I watched this plant very closely as it grew, knowing that it’d take two years to get to the point where I would see the fruits of my labour (so to speak). Caring, fertilizing, weeding, and taking general care of this flower just to see it produce five flower heads. I thought about taking it with me when I leave my place (as I’m doing with several other plants) but the thing about globe thistle is that it doesn’t like to be moved, there’s a good chance of killing it no matter how careful you are. Globe thistle likes to be left alone.

So, I’d rather leave it to the next occupant of this house so they can (hopefully) enjoy it as much as I did. And hey, as it turns out I’ll have lots of garden room and new adventures ahead, and I’m sure more globe thistle will be started in a few months.

I’d rather know it’s living happily, than risk bringing it with me. I hope its new caretaker will appreciate it as much as I did.

Weekly Flora: Shasta Daisies

Wednesday, July 21st, 2010

July 17th - Shasta Daisy

Shasta Daisy

Who doesn’t love daisies? Almost anything with a daisy-like flower I will fall head over heels for, but the classic white shasta daisy will always have a home in my garden, wherever that garden may be (and in a few months it’ll be located somewhere in Victoria, BC).

Unlike most pretty flowers people have in their gardens, shasta daisies stink to high heaven. Have you ever taken a really good sniff of a flower? Cat pee. That’s what they smell like to me. Maybe that’s the reason that the plot I planted these in never have neighbourhood cats come and dig in it (but that’s just my theory).

Shasta daisies are a favourite plant in almost any garden because they’re extremely hardy, are very attractive to bees, hoverflies, and other pollinators, and are about as easy-care as you can get. Drop them in the ground and walk away, and they’ll continue to double in size every year. Hell, I don’t even fertilize mine.

The classic shasta makes me smile every time I see it. No matter what my mood, it could be a no good, very bad day, but when I see those big white flowers, I smile.
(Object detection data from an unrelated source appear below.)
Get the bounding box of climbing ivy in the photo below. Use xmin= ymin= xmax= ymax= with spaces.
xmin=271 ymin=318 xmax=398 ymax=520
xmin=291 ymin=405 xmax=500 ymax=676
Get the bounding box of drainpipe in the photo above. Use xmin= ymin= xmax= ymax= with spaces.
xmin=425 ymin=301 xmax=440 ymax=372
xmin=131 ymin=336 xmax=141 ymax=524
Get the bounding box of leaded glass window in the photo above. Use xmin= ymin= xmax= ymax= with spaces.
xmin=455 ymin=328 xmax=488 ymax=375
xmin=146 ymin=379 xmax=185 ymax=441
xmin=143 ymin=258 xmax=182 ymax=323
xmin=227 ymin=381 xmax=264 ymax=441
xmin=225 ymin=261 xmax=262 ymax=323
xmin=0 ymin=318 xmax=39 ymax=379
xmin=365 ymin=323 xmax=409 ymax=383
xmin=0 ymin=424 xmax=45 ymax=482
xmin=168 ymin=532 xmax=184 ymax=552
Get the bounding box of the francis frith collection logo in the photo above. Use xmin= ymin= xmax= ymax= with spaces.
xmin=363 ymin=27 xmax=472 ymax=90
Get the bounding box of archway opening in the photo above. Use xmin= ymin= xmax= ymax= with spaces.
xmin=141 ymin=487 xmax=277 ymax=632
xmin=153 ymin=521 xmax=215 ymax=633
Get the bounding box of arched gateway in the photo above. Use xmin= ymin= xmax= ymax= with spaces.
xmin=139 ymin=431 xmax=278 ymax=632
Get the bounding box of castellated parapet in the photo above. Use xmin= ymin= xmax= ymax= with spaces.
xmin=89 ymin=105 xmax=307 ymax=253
The stink is well worth it.

Wild Roses

Saturday, June 26th, 2010

June 26 - Wild Rose

Wild Rose, Rosa acicularis

I am not a rose person.

There are two large, old, climbing roses that grow up against my house that I am constantly cursing and threatening to rip up (even though I never would – I respect a plant that is at least 50 years old). I have absolutely no interest in taking care of roses, or of even cutting them and bringing them in my home.

But wild roses are a different story.

I love wild roses because they seem untameable, with there legions of thorns bidding you away. I also love them because they’re simple; devoid of the big showy blooms that most most people have growing in their yards. If I had it my way I’d rip up those two climbing roses I have, and instead plant some wild roses.

Wild roses hold a special place in my heart. They’re my home-province’s official flower, and as one may expect, they grow everywhere there. In the house I grew up at we had a big old wild rose with a swath of lily of the valley that grew underneath it, right up against an old white fence. Wild roses make me think of home, and of family, and of old memories.

When I was a teenager I couldn’t wait to get out of Alberta, and move to the seemingly-so-exciting west coast of BC. I don’t regret the move, BC is nice (and a lot less colder, which is my main problem with Alberta), but what I do miss are the sights and sounds of Alberta. Big open sky, huge fields of mustard and wheat and canola. Bison and muskegs and pigeon hawks. The way Alberta seems to radiate yellow and orange and gold. The night sky that is so big, it can feel oppressive to somebody who didn’t grow up there. Northern lights of pink and green and white.

It’s funny how sometimes you don’t recognize beauty until after you’ve been away from it for so long.